How many times, in these modern days when I have seen how story-tellers and painters have got themselves so often all balled-up with the question of style I have wondered whether the story-tellers among the old Norse and those most marvelous story-tellers of the older Testaments, whether they also did not have their periods of escaping out into words because they had grown weary of seeking after the heart of their stories.
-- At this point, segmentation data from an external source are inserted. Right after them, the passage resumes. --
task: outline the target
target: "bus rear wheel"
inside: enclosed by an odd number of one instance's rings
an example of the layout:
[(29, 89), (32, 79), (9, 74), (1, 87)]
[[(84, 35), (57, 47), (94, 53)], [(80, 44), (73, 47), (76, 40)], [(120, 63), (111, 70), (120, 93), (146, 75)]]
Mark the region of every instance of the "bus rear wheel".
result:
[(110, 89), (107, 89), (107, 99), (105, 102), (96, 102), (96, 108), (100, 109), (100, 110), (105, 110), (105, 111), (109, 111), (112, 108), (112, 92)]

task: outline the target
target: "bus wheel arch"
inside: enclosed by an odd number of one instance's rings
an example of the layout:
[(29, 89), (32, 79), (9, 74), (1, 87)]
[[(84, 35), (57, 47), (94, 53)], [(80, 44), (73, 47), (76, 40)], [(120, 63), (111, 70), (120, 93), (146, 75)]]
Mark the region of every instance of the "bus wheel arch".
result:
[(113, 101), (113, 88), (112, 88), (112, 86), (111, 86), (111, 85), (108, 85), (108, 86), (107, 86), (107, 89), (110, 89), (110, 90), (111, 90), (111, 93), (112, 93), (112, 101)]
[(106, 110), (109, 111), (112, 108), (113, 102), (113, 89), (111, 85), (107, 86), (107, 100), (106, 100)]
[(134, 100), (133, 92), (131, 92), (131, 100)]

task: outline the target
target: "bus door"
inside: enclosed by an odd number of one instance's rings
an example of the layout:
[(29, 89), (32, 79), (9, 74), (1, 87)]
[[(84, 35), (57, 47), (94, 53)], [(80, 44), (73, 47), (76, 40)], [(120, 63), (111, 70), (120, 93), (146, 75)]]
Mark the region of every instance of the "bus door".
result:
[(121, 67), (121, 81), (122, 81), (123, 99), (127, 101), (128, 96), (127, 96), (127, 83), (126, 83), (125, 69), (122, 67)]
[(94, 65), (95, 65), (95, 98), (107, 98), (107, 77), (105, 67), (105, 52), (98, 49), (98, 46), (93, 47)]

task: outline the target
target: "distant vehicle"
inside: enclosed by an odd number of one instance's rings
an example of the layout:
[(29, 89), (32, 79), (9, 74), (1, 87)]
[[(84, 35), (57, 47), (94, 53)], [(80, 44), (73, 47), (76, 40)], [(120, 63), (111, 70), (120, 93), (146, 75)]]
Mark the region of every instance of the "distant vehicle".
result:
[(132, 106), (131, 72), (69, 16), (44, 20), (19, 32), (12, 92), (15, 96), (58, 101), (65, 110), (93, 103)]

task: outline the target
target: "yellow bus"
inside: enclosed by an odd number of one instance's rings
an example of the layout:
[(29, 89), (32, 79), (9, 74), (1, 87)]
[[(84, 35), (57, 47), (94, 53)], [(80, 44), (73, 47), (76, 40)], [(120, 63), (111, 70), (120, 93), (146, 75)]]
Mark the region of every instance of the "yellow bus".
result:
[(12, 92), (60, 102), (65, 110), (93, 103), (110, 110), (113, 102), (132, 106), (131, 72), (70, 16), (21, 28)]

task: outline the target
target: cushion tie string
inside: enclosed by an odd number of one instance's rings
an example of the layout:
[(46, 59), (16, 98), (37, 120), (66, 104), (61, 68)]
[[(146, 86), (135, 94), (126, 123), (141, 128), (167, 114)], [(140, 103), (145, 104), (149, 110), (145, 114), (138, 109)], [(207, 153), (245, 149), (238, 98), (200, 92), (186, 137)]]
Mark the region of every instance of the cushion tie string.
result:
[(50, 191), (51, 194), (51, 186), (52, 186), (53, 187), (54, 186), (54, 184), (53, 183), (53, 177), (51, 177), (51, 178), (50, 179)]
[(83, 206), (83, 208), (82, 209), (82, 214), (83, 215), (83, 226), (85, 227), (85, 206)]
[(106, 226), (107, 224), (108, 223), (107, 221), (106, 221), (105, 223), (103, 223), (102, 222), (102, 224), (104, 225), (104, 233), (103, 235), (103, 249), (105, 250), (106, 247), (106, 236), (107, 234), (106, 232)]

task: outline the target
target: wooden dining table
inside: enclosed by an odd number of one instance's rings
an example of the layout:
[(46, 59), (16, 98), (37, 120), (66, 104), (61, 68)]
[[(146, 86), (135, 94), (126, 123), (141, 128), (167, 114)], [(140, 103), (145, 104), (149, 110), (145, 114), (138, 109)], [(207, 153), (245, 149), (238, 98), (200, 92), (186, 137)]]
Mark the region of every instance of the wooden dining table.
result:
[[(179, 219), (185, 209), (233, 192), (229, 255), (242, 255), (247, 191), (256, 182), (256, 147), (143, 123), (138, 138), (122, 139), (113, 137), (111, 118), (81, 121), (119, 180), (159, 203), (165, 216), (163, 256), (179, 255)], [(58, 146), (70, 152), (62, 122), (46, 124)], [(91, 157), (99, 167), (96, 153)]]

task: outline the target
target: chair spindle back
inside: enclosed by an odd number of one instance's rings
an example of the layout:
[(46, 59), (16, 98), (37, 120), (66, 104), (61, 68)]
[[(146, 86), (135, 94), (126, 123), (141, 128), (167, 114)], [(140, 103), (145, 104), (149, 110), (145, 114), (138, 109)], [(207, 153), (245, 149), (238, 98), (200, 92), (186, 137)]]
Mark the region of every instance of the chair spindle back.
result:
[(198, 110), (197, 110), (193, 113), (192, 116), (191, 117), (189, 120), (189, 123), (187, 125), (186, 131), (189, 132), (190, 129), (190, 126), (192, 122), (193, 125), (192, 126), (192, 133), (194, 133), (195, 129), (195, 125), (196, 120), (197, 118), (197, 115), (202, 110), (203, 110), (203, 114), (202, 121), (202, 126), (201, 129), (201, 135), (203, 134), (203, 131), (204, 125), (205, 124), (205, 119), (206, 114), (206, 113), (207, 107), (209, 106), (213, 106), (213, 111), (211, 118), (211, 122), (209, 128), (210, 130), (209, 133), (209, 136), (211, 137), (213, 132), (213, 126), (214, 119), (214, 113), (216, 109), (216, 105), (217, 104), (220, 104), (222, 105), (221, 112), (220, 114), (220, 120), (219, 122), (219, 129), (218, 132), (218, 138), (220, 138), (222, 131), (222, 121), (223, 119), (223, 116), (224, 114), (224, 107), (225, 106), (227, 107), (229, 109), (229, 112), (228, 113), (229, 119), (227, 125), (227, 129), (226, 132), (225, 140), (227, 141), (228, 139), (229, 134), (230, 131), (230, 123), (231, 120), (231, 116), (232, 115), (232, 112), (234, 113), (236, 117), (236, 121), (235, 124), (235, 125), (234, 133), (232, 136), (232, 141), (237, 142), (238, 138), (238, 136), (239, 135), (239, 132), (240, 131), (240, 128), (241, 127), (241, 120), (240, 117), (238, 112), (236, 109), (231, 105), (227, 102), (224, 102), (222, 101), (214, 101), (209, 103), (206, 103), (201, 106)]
I dare say they stole when they could without being detected as I have so often done. Well, there was the heart of the tale itself. That had first to be got at and then one had to find the words wherewith to clothe it. One got a bit feverish at times and used feverish words, made his telling too turgid or too wordy. One was like a runner who has a long race to run but who is feverishly forcing the pace. How many times I have sat writing, hoping I had got at the heart of the tale I was trying to put down on the paper when inside myself I knew I had not. I have tried to bluff myself. Often I have gone to others, hoping they would say words that would quiet the voices within. “You have not got it and you know you have not got it. Tear all up. Well, then, be a fool and go on trying to bluff yourself. Perhaps you can get some critic to say you have got what you know well enough you have not got, the very heart, the very music of your tale.”